The slim (9.9mm), rounded back with its uniformly matt finishes, makes for a phone that – size notwithstanding – feels really nice in the hand. Those finishes will also hide scratches well, though the white may show up drifts of grime if you don't give it a polish/wipe down every once in a while. On the front you've got a solid, tough slab of glass that should also resist damage well. All told, if you're looking for a phone that feels premium, HTC has seldom let you down but with this handset the company has excelled itself.
There's no getting round it, though, this is a big handset! Sitting in the hand it feels a bit of a stretch to just grip it and when it comes to trying to navigate it's near impossible to stretch your thumb to reach the far corner of the phone's screen without significantly shifting your grip. What's more HTC has kept with the convention of putting the screen lock button on the top edge, where again it's damned difficult to reach when operating the phone with one hand. In fact, this is probably the first sign of how HTC hasn't really properly thought through this handset, but we'll return to this point later.
Other buttons consist of a typically (for HTC) stylish smooth metal volume rocker on the right edge and the four touch-sensitive navigation buttons under the screen. Again, these betray a lack of forethought as the absence of any physical buttons means you can't activate the screen to unlock the phone, without stretching to the top edge power button. Otherwise, the touch buttons are nice and sensitive and easy to operate.
As for other hardware features, on the left edge is a microUSB socket, which is stylishly surrounded by a thin polished metal band – a really nice subtle piece of design. Up top is a headphone jack and on the back is the 8 megapixel camera.

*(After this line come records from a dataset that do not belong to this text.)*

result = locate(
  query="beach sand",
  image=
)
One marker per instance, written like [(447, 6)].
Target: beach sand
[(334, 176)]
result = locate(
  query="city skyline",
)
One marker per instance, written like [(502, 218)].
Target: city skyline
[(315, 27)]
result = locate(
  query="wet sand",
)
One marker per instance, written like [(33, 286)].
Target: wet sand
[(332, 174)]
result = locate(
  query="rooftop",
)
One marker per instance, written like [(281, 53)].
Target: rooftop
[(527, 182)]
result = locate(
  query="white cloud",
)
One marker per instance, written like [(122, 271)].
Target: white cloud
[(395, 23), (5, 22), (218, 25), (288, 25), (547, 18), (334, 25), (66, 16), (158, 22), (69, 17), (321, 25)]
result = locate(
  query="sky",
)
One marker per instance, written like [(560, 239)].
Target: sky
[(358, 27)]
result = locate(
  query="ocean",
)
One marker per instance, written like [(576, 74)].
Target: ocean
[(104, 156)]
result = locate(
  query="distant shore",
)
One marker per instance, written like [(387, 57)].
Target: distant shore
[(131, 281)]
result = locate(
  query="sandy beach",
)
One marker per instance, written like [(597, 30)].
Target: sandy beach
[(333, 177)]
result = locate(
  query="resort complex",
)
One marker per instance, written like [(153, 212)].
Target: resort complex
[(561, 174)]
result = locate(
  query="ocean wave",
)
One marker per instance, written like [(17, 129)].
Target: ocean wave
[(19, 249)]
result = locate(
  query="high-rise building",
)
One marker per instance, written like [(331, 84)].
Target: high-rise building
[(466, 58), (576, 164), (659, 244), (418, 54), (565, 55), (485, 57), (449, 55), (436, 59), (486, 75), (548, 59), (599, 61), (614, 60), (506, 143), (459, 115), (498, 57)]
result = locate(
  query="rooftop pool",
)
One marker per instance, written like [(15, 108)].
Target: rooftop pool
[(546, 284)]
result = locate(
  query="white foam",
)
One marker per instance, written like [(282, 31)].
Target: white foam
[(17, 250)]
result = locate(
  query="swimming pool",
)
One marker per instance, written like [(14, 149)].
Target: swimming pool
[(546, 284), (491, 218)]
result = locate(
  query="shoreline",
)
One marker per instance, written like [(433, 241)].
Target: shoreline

Pop the back off and you can access the removable battery and SIM slot, but there's no microSD slot. Instead there is 16GB of inbuilt memory, only about 13GB of which you'll actually be able to use for storage (enough for about 200-250 albums). This may be enough for most users but for a phone that's highly music oriented, it's surprising not to see expandable memory. Moreover, if you start taking masses of photos and videos of your friends, you'll soon have to drop even more music.
Less of a concern but still notable is the lack of HDMI, so you can't hook the phone up to you TV for quickly and easily playing videos and music, or looking at your photos.